There wasn’t any room to work in the bathroom so we decided to slide the patient out into the hallway. There wasn’t anywhere to grab the patient; he was as slippery as the floor. Marty and I both got one hand under each arm and inched him out through the door and tried not to have our feet slide out from beneath us. Neither of us wanted to end up on this floor. He screamed with each move, but we really didn’t have any choice. Our physical exam didn’t reveal any injury, he couldn’t tell us what was causing his pain and we needed to get going.

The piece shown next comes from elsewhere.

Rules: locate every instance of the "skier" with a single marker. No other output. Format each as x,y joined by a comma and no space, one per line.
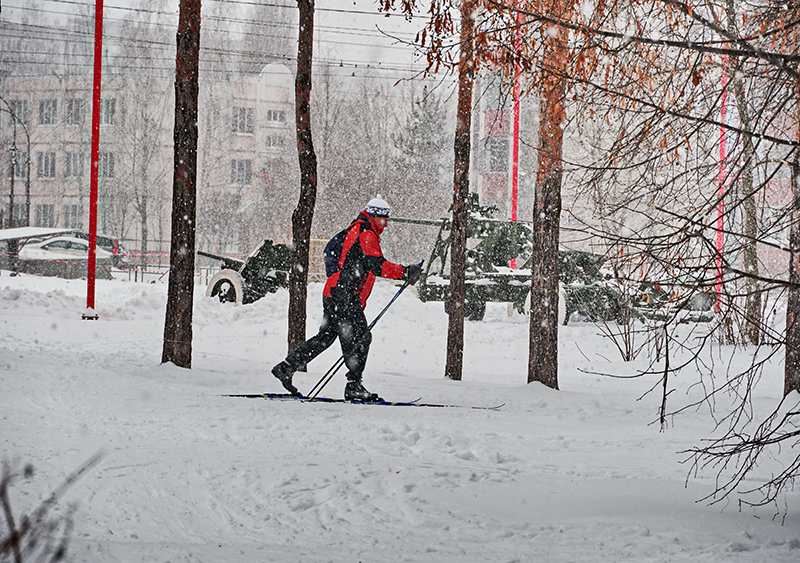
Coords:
344,298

We placed a backboard next to the patient and rolled him onto it, mostly to get the patient from the floor to the stretcher. We wiped him off as much as we could. It was good his neighbor stopped by, but we weren’t sure why he described his neighbor as “dead by a few days” when we arrived. This patient was very much alive and was home the next day. Marty and I joked about with friends like that who needs enemies? But the truth was that man owed his life to a concerned neighbor. His potty chair tipped over when he was transferring to his motorized chair after using the bathroom. He fell to the floor and tried to pull himself back up into his chair. No one could hear his cries for help. He was there in his feces for two days before a neighbor came by to check on him. He was exhausted and dehydrated by the time we found him. We need to look out for each other. If his neighbor didn’t stop by to check on him, he probably would have died.